I have been meditating on whether there is room for fiction in my poetry. I am also not sure of how to group the poems… Should I group it by eras in my life? Should I group them by years? Should I group them by thoughts? Should I group them by women or subjects? I immediately don’t like the subject idea because then the poems become repetitive. Should I group them by experience? Or, group them in a fictional way… I mean, like… putting them in order to make an experience. Like, one dating poem, then a poem about whether it goes somewhere or not, another poem about why it doesn’t go somewhere or a relationship poem and then a break up poem.
These poems are about seeking romantic love, dating, sex and knowing myself. Some of it is finding myself too… So it would be fictional to put the poems in order to give total experiences if the poems (or people rather) and experiences are unrelated. I didn’t write about every interaction I had with people I dated… some people never made it to the page, some amazing experiences never made it to the page even though I might have written about the person. So to group them as sequential experiences feels dishonest, because many of them are unrelated?

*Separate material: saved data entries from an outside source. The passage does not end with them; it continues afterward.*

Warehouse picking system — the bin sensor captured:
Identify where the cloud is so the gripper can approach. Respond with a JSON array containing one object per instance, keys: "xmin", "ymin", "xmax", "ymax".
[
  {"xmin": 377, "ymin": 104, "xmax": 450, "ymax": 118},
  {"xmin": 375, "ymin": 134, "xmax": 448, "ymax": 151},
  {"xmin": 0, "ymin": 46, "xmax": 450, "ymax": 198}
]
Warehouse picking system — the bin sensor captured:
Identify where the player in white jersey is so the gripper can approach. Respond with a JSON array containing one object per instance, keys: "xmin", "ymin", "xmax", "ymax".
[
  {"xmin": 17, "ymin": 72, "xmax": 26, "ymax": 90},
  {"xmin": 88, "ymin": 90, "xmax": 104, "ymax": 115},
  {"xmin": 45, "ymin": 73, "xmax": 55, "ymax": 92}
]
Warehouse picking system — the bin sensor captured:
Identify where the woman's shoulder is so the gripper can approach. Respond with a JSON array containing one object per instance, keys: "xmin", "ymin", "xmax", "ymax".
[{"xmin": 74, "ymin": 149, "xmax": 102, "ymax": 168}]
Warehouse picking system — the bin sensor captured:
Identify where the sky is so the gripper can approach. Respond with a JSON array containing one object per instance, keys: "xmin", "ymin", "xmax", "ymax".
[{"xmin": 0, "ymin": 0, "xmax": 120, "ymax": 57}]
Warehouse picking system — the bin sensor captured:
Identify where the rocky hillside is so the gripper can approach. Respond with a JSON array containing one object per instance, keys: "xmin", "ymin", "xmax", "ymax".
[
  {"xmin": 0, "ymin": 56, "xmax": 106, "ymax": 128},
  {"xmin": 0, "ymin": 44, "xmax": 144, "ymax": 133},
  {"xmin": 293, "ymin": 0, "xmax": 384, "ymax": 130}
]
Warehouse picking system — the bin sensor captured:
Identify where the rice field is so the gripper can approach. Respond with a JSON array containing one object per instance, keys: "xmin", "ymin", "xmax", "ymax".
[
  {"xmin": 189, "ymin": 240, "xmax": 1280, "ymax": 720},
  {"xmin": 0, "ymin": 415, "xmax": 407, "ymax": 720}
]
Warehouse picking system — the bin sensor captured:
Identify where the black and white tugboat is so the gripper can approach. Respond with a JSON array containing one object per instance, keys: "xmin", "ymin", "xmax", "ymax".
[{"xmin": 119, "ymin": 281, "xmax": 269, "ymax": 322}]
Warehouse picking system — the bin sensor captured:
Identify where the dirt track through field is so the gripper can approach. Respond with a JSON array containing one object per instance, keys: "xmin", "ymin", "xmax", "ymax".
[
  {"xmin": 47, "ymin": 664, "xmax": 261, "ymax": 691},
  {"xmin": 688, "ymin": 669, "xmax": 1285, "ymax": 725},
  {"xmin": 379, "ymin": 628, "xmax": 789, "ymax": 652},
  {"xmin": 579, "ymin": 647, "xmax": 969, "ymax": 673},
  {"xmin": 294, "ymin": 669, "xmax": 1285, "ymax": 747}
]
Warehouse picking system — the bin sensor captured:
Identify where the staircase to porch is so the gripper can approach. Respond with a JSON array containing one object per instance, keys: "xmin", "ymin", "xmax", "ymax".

As a poet who reads other poets I considered the best poetry collections I’ve read to determine a format… I love different poetry books for different reasons… And each poet is an individual. It isn’t fair to compare poets. I also don’t think it’s a good idea to mimic another poets style or presentation. So I ended up sorting through the poems I discovered last night, trying to make sense of them when I couldn’t order the poems I’d already chosen.
While reading the poems I just discovered, I found a poem about praying and acknowledging how God always answers my prayers… So, I started to pray. I wrote the prayer down. A creative stream opened. I felt connected, open, purposeful and creative. Then I wrote the introduction to Seeking Sex Without Armor. I also wrote a few poems. God gave me a moment of clarity.
During the writing I was so open, I was again there in different situations: on dates… in love… breaking up… frustrated with myself… loving myself and finding God. Or acknowledging God rather, God is never lost or absent.
I was so overwhelmed, I started to cry as I was writing. I was crying so much I had to go get something to wipe my face and eyes. When I entered the bathroom a teenager was charging her phone. After I got some tissue from the stall, she ran and opened the door for me… Are you ok? I promised her I was. She couldn’t have been more than 12 years old… She was thoroughly concerned. And I wished I’d thanked better and encouraged her caring and caring enough to ask… I was even amused that she didn’t completely trust that I was fine… At the time though, I was so consumed with writing and trying to get back to my stuff I’d left all over the table and stay in the head space I didn’t take that opportunity…
Now I am here, sharing this journey… I am here, blogging and thanking God for reminding me people care. Especially after I’d immersed myself in some painful experiences to write. Now I know, there isn’t any room in poetry for fiction or fear.